WeatherFlow - Weather Data Pipeline

A complete weather data pipeline that fetches data from OpenWeather API, stores it in the cloud, and runs analytics. Built with Airflow, MongoDB, Redis, GCS, and Snowflake.

How It Works

The pipeline runs in 4 stages:

Collect: Fetch weather data from OpenWeather API for specified locations
Transfer: Move data from MongoDB to Google Cloud Storage as Parquet files
Load: Import data from GCS into Snowflake data warehouse
Analyze: Run daily analytics and generate insights

All stages are orchestrated by Apache Airflow and use Redis queues for job coordination.

Project Structure

weatherflow/
├── airflow/                    # Airflow configuration and DAGs
│   ├── dags/                   # The main pipeline workflows
│   ├── logs/                   # Airflow execution logs
│   ├── config/                 # Airflow settings
│   └── plugins/                # Custom Airflow plugins
├── data/                       # Location data (cities and coordinates)
├── infra/                      # Database and cloud connection modules
├── monitor/                    # Grafana dashboards and monitoring
└── docker-compose.yaml         # Infrastructure setup

Key Directories

airflow/dags/ - The heart of the pipeline:

collect_openweather_api_to_mongodb.py - Fetches weather data from API
transfer_mongodb_to_gcs.py - Moves data to cloud storage
load_gcs_to_snowflake.py - Loads data into Snowflake
analyze_weather_daily_snowflake.py - Runs daily analytics

infra/ - Connection modules for different systems:

connections_mongodb.py - MongoDB operations
connections_redis.py - Redis queue management
connections_gcs.py - Google Cloud Storage uploads
connections_snowflake.py - Snowflake data warehouse operations

data/ - Contains CSV files with city coordinates for weather collection

monitor/ - Grafana dashboards for monitoring pipeline health and metrics

Pipeline Details

1. Data Collection (collect_openweather_api_to_mongodb.py)

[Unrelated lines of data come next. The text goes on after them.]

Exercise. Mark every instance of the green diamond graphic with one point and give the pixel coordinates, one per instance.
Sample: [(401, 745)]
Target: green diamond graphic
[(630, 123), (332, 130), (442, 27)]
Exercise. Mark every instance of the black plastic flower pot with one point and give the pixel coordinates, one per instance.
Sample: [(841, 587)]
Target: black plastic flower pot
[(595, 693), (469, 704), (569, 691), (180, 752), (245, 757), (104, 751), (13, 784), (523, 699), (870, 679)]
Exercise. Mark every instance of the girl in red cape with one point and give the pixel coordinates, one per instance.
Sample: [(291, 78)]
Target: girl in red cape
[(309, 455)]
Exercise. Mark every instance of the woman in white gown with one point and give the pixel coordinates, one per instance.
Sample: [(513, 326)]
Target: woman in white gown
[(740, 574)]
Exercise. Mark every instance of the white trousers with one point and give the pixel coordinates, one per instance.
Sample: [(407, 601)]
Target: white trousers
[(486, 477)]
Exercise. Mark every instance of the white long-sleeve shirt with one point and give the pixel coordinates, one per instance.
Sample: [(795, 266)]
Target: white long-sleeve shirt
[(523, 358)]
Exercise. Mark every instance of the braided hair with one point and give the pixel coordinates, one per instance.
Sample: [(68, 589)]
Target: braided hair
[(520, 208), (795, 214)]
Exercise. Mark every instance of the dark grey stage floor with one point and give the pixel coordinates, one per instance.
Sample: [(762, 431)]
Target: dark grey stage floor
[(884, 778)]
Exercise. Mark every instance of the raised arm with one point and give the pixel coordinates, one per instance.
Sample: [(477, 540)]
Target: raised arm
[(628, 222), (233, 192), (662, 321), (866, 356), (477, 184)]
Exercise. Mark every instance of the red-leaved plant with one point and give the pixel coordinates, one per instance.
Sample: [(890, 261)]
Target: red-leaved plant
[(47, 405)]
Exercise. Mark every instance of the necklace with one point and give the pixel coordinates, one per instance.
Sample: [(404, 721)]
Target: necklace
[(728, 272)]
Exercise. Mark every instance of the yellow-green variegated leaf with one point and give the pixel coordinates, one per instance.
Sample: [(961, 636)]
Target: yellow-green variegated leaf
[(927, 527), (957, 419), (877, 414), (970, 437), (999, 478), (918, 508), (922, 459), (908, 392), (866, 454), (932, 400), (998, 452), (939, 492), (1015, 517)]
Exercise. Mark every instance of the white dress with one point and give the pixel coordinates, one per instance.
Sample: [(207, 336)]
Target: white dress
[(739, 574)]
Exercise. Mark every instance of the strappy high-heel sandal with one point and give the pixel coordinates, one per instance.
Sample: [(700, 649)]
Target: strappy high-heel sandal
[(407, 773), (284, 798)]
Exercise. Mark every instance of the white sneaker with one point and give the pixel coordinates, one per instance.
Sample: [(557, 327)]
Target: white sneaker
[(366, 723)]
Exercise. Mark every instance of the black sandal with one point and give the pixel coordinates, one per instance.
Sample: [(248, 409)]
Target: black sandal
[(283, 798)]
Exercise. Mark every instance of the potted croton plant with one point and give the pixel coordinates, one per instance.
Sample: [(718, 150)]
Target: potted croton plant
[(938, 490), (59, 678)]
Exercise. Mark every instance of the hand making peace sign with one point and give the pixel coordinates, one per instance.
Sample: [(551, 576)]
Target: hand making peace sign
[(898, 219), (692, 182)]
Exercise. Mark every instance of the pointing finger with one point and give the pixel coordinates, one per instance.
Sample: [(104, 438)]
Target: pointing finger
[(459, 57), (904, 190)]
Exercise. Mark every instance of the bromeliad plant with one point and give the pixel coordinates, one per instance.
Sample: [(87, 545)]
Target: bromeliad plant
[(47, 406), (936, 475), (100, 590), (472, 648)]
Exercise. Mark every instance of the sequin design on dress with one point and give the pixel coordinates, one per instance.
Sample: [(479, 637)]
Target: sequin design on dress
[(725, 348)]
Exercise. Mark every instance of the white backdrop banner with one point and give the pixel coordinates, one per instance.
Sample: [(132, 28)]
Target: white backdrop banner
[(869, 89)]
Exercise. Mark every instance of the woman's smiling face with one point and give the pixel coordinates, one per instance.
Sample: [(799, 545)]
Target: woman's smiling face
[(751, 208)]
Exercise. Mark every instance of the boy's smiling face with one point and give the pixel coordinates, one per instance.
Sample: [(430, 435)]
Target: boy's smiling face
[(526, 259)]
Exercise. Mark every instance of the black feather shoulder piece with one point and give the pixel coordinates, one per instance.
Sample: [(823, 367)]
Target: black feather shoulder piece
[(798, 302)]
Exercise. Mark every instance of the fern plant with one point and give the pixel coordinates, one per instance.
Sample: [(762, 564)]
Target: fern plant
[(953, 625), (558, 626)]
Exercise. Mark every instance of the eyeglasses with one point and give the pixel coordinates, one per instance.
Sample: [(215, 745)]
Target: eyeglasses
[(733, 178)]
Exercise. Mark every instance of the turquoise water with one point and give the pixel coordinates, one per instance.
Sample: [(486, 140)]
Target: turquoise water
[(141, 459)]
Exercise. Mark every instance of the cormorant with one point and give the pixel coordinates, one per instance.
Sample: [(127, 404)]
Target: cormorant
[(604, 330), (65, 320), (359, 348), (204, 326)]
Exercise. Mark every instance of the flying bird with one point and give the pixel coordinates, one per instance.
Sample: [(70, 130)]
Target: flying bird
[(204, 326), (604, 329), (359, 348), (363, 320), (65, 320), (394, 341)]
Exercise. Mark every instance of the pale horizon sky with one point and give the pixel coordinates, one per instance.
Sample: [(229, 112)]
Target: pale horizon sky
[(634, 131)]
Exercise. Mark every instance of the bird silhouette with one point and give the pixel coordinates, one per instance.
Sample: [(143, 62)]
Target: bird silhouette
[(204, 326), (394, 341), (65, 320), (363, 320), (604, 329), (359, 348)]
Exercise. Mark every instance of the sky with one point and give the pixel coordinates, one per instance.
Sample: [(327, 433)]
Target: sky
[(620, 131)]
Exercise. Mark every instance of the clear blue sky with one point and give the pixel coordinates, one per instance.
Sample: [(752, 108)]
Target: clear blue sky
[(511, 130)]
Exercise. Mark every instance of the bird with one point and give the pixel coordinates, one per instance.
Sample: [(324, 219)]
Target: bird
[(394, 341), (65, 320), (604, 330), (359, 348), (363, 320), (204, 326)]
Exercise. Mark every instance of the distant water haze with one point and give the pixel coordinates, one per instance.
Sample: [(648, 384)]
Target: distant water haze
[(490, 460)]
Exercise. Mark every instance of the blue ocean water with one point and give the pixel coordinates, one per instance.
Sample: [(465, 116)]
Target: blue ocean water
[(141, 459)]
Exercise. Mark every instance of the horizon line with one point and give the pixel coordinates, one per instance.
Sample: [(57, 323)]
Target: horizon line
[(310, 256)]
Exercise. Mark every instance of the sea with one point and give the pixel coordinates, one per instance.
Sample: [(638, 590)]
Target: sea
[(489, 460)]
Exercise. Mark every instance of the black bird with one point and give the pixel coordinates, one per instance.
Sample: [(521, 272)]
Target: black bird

Schedule: Every hour (0 * * * *)

What it does:

Reads city coordinates from CSV file
Creates job queue in Redis for each location
Parallel workers fetch weather data from OpenWeather API
Stores complete API responses in MongoDB
Queues successful jobs for next stage

Key features:

Parallel processing with 2 workers
Retry logic for API failures
Comprehensive data extraction (temperature, humidity, wind, etc.)
Job tracking with unique IDs

2. Data Transfer (transfer_mongodb_to_gcs.py)

Schedule: Every 3 hours (15 */3 * * *)

What it does:

Processes job IDs from Redis upload queue
Fetches weather records from MongoDB
Converts data to Parquet format
Uploads to Google Cloud Storage with date partitioning
Cleans up MongoDB after successful upload

Key features:

Batch processing for efficiency
Date-partitioned storage (year=2025/month=06/day=15/)
Data transformation and cleaning
Failed job tracking and retry

3. Data Loading (load_gcs_to_snowflake.py)

Schedule: Every 6 hours (30 */6 * * *)

What it does:

Scans GCS bucket for new Parquet files
Loads data into Snowflake using COPY INTO
Tracks processed files to avoid duplicates
Manages Snowflake table schema

Key features:

Automatic schema detection
Incremental loading
File processing tracking
Error handling for schema mismatches

4. Analytics (analyze_weather_daily_snowflake.py)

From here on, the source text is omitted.